Foto: junge Welt, 30.12.2016 |
Arbeitskampf für höheren Mindestlohn in der
Textilbranche des Landes vorläufig beendet. Staat auf seiten der Unternehmen
Seit dem
26. Dezember wird in Ashulia wieder »normal« gearbeitet. Doch die große
Streikaktion, die kurz vor dem Jahreswechsel das durch zahlreiche
Textilfabriken geprägte Viertel am Rande von Bangladeschs Hauptstadt Dhaka
erschütterte, wird noch eine ganze Weile nachwirken. Anfangs waren einige
tausend Beschäftigte im Ausstand, zum Schluss beteiligten sich einigen Quellen
zufolge bis zu 150.000 Menschen an den Arbeitskämpfen. Fast zwei Wochen
dauerten die Protestaktionen. Erst Polizeigewalt, die Verhaftung mehrerer
Anführer sowie die Drohungen anwesender Spitzenpolitiker – darunter zwei
Minister – brachten die Streikenden zurück an ihre Arbeitsplätze.
Zentrale
Forderung der Streikenden war eine deutliche Anhebung des Mindestlohns. 15.000
Taka monatlich, umgerechnet 180 Euro, fordern die Arbeiterinnen und Arbeiter
der Branche, von denen knapp drei Viertel weiblich und zumeist unter 30 Jahre
alt sind. In Ashulia sind bisher 7.000 Taka das »übliche« Entgelt für sie. Der
generell geltende Mindestlohn in der Textilindustrie beträgt sogar nur 5.300
Taka. Dessen letzte Anhebung liegt bereits drei Jahre zurück.
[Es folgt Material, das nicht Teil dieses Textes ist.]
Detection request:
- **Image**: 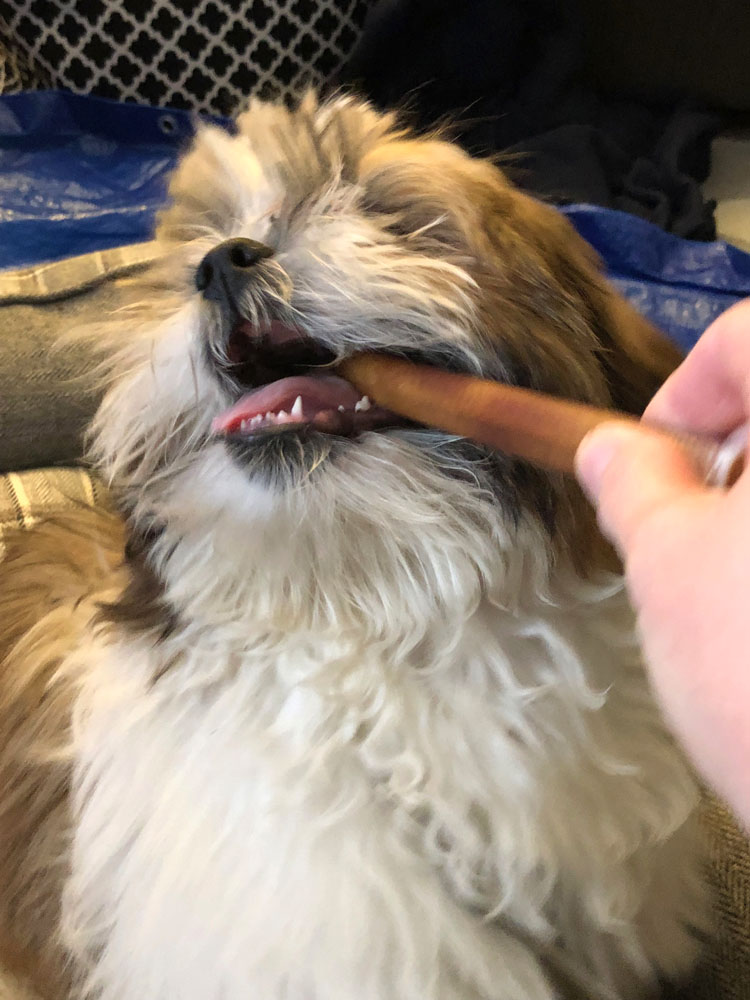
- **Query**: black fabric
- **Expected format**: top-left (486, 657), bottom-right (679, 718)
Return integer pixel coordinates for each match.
top-left (332, 0), bottom-right (720, 240)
Und während die
Lebenshaltungskosten weiter steigen, stagnieren die Einkünfte gerade in jenem
Sektor, der das Rückgrat der Wirtschaft Bangladeschs darstellt.
Das
Besondere am jüngsten Streik war, dass er anscheinend spontan begann und sich
schnell ausweitete. Selbst die Gewerkschaften schienen von den Entwicklungen
überrascht. Ausgangspunkt der Proteste war offenbar die Fabrik der Firma Windy
Apparels Limited. Dort hatten am am 11. und 12. Dezember Beschäftigte einen
Forderungskatalog mit zwölf Punkten an das Management übergeben. Auch darin war
die Mindestlohnerhöhung zentrales Element. Im weiteren Verlauf der damit
begonnenen Auseinandersetzung kam es zu Arbeitsniederlegungen. Spätestens als
die Firmenleitung 120 Aktivisten feuerte, griff der Streik auf angrenzende
Betriebe über, deren Beschäftigte sich mit ihren Kolleginnen und Kollegen
solidarisierten. Die Belegschaften von rund 30 Fertigungsstätten waren
schließlich an den Aktionen beteiligt. Am Ende verkündete der Chef des
industriellen Dachverbandes BGMEA, Siddiqur Rahman, die Wiederaufnahme der
Arbeit in 59 Betrieben. So viele waren es, weil einige weitere Firmen die
Produktion vorübergehend eingestellt und ihre Mitarbeiter ausgesperrt hatten.
Das
Unternehmen Windy Apparels kann als Beispiel dafür stehen, mit welchen Methoden
ein Großteil der Branche arbeitet. Der Arbeitskonflikt entzündete sich nämlich
zumindest mittelbar auch an einem Todesfall, der sich bereits zwei Monate zuvor
ereignet hatte. Am 13. Oktober hatte sich die 23jährige Näherin Tasleema Aktar
nur mit Mühe an ihren Arbeitsplatz schleppen können. Die junge Frau war zu diesem
Zeitpunkt bereits zwei Wochen lang krank und hatte Fieber. Ein Dilemma für sie,
denn ihr war sehr wohl bekannt, dass bereits ein Fehltag genügen kann, um den
Job zu verlieren. Deshalb war sie auch an jenem verhängnisvollen Tag in der
Fabrik erschienen, und ihr Vorgesetzter gestattete ihr nicht einmal, verkürzt
zu arbeiten. Als die Frau wenig später zusammenbrach und in die
Betriebskrankenstation gebracht wurde, schickte man sie von dort wieder zurück.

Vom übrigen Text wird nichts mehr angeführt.